For initial bring-up of the bare-metal device, NetMRI's TFTP server directory contains a small Cisco or Juniper configuration file. The two files are called:

  • network_confg (Cisco)
  • router.conf (Juniper)

Other files may also be present. You can also create your own.

Each file contains the organization's assigned device IP address and assigned credentials for the Enable and Telnet/SSH passwords and secret settings. A sample network_confg file includes the basic credentials for the Enable password and for telnet and SSH access, and enables SNMP:

username autoconfig privilege 15 password 0 autoconfig

snmp-server community autoconfig RO

line vty 0 4

exec-timeout 60 0

logging synchronous

login local

transport input telnet ssh

end

A sample Juniper file is in the topic Sample Juniper router.conf File.
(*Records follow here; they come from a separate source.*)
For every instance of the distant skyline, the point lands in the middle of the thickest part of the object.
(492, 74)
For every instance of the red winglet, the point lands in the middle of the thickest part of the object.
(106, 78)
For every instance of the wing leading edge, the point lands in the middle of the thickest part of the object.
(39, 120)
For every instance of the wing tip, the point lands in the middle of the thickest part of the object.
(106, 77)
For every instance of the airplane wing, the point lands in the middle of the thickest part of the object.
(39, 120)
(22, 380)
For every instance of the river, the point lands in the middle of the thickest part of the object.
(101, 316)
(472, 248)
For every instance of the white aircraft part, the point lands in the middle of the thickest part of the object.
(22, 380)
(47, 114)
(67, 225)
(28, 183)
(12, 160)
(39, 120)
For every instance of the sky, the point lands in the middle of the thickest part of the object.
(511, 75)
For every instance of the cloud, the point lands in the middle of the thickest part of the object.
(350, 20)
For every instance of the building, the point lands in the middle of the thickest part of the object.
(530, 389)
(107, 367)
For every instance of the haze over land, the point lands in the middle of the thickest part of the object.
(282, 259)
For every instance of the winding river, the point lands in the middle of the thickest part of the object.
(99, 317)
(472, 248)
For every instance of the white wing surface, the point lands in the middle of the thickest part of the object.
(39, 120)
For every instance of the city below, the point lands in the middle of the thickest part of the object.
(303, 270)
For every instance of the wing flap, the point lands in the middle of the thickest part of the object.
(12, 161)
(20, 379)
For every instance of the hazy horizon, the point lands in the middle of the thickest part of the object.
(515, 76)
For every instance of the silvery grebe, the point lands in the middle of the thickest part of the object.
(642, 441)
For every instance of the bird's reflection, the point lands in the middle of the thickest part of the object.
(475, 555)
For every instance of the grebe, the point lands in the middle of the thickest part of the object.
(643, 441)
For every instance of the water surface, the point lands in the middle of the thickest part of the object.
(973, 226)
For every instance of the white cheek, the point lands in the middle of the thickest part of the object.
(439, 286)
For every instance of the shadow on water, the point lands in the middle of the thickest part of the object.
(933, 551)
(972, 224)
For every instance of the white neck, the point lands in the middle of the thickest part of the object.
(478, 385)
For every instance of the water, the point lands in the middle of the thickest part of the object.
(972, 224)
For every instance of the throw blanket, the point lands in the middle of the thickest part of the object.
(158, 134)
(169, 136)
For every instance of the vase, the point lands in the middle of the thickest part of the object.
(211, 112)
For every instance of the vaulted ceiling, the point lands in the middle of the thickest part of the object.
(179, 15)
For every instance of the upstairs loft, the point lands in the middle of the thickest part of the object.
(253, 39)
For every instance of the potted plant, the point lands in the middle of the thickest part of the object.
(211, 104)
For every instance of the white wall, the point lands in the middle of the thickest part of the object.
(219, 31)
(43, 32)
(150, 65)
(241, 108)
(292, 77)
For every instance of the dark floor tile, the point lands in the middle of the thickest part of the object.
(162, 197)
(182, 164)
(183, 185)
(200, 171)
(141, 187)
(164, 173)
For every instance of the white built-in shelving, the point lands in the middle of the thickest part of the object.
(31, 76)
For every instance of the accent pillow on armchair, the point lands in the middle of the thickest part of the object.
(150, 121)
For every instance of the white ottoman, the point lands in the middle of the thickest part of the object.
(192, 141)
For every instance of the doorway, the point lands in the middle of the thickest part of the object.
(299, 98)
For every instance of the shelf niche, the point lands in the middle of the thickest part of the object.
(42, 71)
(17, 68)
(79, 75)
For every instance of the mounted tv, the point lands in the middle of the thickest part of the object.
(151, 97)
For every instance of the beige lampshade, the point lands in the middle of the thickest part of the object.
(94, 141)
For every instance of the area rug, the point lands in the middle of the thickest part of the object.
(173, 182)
If the administrator wants to deviate from the autoconfig string (i.e. for hostname, community string and/or CLI credentials), the following holds true:

  • The defined hostname must remain autoconfig;
  • You can change the community string, and you should update the global community string guesser list with the desired community string;
  • You can change CLI credentials, and you should update the global CLI credentials guesser list with the desired CLI credentials (i.e. username, password and enable password);
  • The stub configuration files must be updated to reflect desired changes, and if using NetMRI's TFTP server, redeployed using the admin shell tftpsync command.

You can edit the configuration files to contain your own credentials and settings. Access configuration files by using the NetMRI administrative shell and entering an ls tftp command. When finished, run the NetMRI tftpsync command to move these files into the public TFTP server file system.

Note

NetMRI also runs a TFTP service by default and may be used for serving configuration files.